O racismo estrutural presente na sociedade brasileira não é novidade. O país foi construído com bases na escravidão negra que perdurou, em torno de, 350 anos. Depois, a abolição assinada em 1888 decretou uma liberdade ilusória, já que pessoas negras passaram a sobreviver às margens de uma sociedade que nunca deixou de ser escravocrata. Sem dinheiro, terras ou bens, a população negra começou a lutar mais uma batalha, cujas lutas se estendem até hoje, por visibilidade, direitos e justiça.  

Para reforçar a importância da representatividade negra em espaços comumente ocupados pela branquitude, a acadêmica do curso de Direito da Unisc, Júlia dos Santos Severo, explica sobre o racismo estrutural, transmitindo suas percepções e conhecimentos, em uma conversa que tem muito para ensinar. Afinal, o racismo também está na invisibilidade e na ausência das pessoas negras em determinadas esferas sociais e a universidade deve ser um local de debate na busca por uma educação antirracista.

 

Julia, enquanto mulher negra, qual foi a importância de ingressar na universidade?

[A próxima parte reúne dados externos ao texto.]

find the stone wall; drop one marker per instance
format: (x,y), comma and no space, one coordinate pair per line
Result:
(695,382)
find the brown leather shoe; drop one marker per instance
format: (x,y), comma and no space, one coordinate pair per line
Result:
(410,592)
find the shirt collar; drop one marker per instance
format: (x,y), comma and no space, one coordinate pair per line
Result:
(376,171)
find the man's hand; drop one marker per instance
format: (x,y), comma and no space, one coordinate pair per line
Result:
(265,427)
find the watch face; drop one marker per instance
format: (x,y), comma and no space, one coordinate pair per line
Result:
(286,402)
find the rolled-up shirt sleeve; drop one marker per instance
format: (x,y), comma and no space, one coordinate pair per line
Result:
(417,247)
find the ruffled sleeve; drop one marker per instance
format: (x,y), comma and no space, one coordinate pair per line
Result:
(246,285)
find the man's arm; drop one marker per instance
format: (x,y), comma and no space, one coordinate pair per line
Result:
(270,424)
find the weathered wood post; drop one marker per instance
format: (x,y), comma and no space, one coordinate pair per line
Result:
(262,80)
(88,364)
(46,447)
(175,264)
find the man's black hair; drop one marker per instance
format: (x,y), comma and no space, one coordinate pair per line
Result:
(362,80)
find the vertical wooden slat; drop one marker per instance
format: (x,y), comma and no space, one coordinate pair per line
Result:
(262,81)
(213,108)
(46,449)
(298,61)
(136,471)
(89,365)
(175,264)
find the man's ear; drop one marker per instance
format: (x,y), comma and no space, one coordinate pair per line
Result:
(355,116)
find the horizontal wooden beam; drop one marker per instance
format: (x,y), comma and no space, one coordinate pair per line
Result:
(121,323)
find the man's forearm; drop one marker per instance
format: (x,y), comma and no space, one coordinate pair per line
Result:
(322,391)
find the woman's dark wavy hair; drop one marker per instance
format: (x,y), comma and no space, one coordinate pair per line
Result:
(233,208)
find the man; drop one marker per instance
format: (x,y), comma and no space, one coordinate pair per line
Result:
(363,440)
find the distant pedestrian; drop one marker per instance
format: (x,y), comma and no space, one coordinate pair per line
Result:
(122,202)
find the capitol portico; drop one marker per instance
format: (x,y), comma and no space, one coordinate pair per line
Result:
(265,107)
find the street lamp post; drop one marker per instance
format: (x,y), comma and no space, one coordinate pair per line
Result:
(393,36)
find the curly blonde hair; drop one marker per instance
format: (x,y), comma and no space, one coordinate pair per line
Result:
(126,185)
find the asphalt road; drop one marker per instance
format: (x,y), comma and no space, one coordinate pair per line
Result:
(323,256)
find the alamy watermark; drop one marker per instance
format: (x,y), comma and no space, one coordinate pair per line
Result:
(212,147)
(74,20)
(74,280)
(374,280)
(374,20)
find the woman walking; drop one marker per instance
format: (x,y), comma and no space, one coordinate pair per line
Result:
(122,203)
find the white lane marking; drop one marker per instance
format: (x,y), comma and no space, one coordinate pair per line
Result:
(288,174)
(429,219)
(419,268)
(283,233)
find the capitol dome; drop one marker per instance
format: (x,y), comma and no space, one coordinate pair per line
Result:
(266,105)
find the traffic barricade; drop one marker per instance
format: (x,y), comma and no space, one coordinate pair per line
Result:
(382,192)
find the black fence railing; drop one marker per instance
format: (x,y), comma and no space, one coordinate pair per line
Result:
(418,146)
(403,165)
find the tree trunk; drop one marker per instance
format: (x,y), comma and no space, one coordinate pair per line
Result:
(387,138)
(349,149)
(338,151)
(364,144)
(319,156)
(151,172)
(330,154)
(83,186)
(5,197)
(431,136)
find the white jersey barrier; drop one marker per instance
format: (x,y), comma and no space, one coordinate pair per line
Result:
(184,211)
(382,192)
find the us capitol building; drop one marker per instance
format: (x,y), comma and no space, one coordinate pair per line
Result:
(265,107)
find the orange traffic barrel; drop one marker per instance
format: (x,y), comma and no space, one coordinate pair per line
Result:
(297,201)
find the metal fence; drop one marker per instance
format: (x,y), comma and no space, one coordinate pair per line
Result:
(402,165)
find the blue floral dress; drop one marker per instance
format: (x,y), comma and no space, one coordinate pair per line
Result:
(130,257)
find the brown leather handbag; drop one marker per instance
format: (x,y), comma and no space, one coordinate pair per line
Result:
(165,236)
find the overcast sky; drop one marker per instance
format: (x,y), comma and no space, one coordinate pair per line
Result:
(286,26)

Não fui a primeira mulher negra da minha família a ingressar na universidade, me antecedem neste feito a minha mãe, tia e primas. Compreendo que a importância do meu ingresso deve começar a partir delas e da coletividade na qual eu estou incluída. Afinal, o meio acadêmico é majoritariamente ocupado por pessoas brancas e quando pessoas como eu, minha mãe e minha tia, ingressamos nestes locais, quebramos um padrão. Desde que comecei a cursar Direito, em 2016, busco encontrar meu papel enquanto mulher negra no meio acadêmico e no meio jurídico, que também é composto em sua maioria por pessoas brancas. Eu reconheço meu privilégio de ter a possibilidade de estudar em uma universidade particular, sei que existem milhares de mulheres negras que não vivem essa realidade. Por isso, tento usar o espaço que ocupo como ferramenta de resistência, para fazer ecoar a minha voz e as voz dos meus. Acredito que esse seja um dos fatores mais importantes do meu ingresso no meio acadêmico.

 

Pode me falar mais sobre o porquê da necessidade de representatividade negra em espaços como a universidade?

Bom, devido à falta de representatividade da população negra nesses espaços, a sociedade se acostumou com um contexto em que negros são tratados e vistos de modo hierarquicamente inferior. Isso acontece principalmente nas atividades realizadas, então, causa espanto quando pessoas negras ocupam posições diferentes das pré-estabelecidas na estrutura social.  Entendendo isso, a representatividade se torna uma ferramenta para que a população negra passe a se ver e se conhecer mais em todos os locais.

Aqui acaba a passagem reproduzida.